1日20分の筋力トレーニングが内臓脂肪を減らす
 一方、運動をしないで、テレビなどを視聴し座ったまま過ごしたグループは、腹囲を平均0.08cm増やしていた。

 「1日30分テレビを観るかわりに、1日20分の筋力トレーニングを行えば、腹囲を減らし、内臓脂肪を減らすことができたはずです。内臓脂肪がたまった状態では、たとえ血糖値や血圧がそれほど高くない場合でも、動脈硬化などのリスクが高くなります」(メカリィ氏)。

 おへそを通る高さで腹囲をはかれば、内臓脂肪の蓄積状態を調べられる。腹囲をはかることは、健康状態を知るための良い指標となる。
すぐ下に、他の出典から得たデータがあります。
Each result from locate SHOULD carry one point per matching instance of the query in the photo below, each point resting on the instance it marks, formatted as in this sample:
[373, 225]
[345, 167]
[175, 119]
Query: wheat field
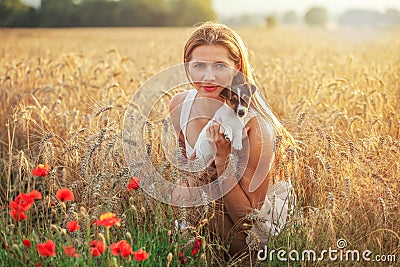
[64, 93]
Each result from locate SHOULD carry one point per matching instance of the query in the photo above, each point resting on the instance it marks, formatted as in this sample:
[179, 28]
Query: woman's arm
[251, 190]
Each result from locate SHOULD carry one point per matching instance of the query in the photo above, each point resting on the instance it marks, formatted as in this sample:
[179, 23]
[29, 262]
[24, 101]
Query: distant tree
[142, 12]
[58, 13]
[290, 17]
[271, 21]
[12, 12]
[72, 13]
[392, 16]
[190, 12]
[360, 17]
[317, 16]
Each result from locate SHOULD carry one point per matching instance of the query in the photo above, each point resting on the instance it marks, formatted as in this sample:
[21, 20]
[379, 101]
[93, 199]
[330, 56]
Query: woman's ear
[237, 68]
[253, 88]
[226, 93]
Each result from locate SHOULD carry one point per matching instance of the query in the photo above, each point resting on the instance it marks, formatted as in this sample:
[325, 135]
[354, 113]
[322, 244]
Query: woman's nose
[209, 74]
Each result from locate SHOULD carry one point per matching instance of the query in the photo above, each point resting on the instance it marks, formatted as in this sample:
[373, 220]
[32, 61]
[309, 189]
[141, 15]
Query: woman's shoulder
[177, 100]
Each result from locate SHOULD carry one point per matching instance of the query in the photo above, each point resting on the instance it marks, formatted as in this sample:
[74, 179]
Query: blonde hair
[211, 33]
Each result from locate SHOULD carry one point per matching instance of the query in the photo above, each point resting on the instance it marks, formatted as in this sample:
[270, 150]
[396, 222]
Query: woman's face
[211, 69]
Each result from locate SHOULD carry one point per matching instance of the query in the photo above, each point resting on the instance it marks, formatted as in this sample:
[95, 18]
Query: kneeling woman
[257, 200]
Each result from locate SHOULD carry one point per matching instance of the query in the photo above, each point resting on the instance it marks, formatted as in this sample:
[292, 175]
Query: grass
[64, 93]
体重のみをはかるのに比べ、より良い効果を期待できるという。

 筋力トレーニングを続ければ、「サルコペニア」を効果的に予防できる。サルコペニアとは、加齢とともに筋肉の量が減少し機能が低下した状態を指す。一定以下まで筋肉量が低下すると、日常生活の動作が制限される。簡単な筋力トレーニングで、サルコペニアの進行を抑えられる。

 「1日20分の筋力トレーニングでも、続ければ内臓脂肪を減らす効果を期待できます。運動ジムに通って専用の器具を使わなくとも、身近な道具を使い筋力トレーニングを行うことは可能です」と、メカリィ氏はアドバイスしている。

スクワットで脚の筋力を高める(20回)
 机が正面になるように立ち、両手を机に置く。つま先を外に向けて足をハの字に開き、背筋をまっすぐに保つ。ゆっくりとひざを曲げ、元に戻す。呼吸を止めないように意識して行う。ひざに痛みが起こる場合は、ひざを曲げる角度を小さくするなどして、痛みが出ない範囲で行う。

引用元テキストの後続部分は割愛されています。